Reliable data collection is costly, so we should look for synergies between agencies wherever possible. One approach would be for agencies to pay for a module to be included in an existing survey. For example, WFP has sponsored its food frequency modules on the World Bank's LSMS surveys. The cost is much less for WFP than a national survey, and the World Bank benefits by having data to carry out additional country-level analyses. Specific variants within a class of indicators such as diet diversity use similar data elements. A harmonized platform of data collection would allow for different indicators of the same class to be calculated from the same data, advancing our knowledge of which of different indicators works best. FAO and WFP have harmonized their data collection instruments so that their diversity indicators can be calculated from the same data. Individuals and agencies develop attachments and even constituencies around specific indicators. But there are too many variations of specific indicators. To be more efficient in accumulating knowledge of dietary changes, we should develop standardization in the way indicator data are collected, analyzed and interpreted. Panels composed of a diverse set of experts from a broad set of disciplines and countries which are financed jointly by interested agencies can facilitate this approach.
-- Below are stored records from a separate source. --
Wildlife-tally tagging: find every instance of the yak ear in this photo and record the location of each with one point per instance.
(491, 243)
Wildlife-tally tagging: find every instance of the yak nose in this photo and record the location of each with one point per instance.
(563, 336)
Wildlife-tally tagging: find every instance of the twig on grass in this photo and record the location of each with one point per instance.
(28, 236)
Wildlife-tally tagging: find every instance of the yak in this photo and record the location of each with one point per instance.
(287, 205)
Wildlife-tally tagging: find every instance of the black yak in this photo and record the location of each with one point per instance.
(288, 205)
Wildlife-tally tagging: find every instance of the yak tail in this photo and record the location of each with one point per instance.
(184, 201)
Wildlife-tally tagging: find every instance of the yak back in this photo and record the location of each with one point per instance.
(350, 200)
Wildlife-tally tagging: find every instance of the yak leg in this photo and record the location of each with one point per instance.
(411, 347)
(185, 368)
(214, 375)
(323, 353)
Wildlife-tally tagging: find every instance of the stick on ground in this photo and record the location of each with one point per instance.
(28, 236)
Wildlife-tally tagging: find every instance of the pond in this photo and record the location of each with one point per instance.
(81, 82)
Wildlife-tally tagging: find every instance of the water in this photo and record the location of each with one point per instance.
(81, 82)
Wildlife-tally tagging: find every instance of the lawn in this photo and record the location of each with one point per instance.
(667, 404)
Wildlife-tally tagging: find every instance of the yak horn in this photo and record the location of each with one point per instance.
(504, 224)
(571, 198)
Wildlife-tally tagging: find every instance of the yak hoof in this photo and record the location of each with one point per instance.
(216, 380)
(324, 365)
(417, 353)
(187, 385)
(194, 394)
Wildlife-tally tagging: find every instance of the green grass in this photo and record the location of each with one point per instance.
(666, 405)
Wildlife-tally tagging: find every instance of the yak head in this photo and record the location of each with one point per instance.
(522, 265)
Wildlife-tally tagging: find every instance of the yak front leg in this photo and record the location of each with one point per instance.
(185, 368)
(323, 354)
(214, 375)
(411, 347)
Results of these panels should be distributed widely, including to academic journal editors, so that researchers, agency officers and ministry officials use common approaches to collecting and analyzing data. Many indicators have been validated using continuous measures, but thresholds are needed so we can count the affected and determine the magnitude of a problem. Thresholds require judgment, but too often cut-points have been determined in an ad-hoc way. Expert interdisciplinary panels are needed to make judgments about where cut-points should be drawn and to communicate the method and reasoning behind their approach in a transparent way. At a minimum, the panels should include professionals from the nutrition, economics, communications and policy fields.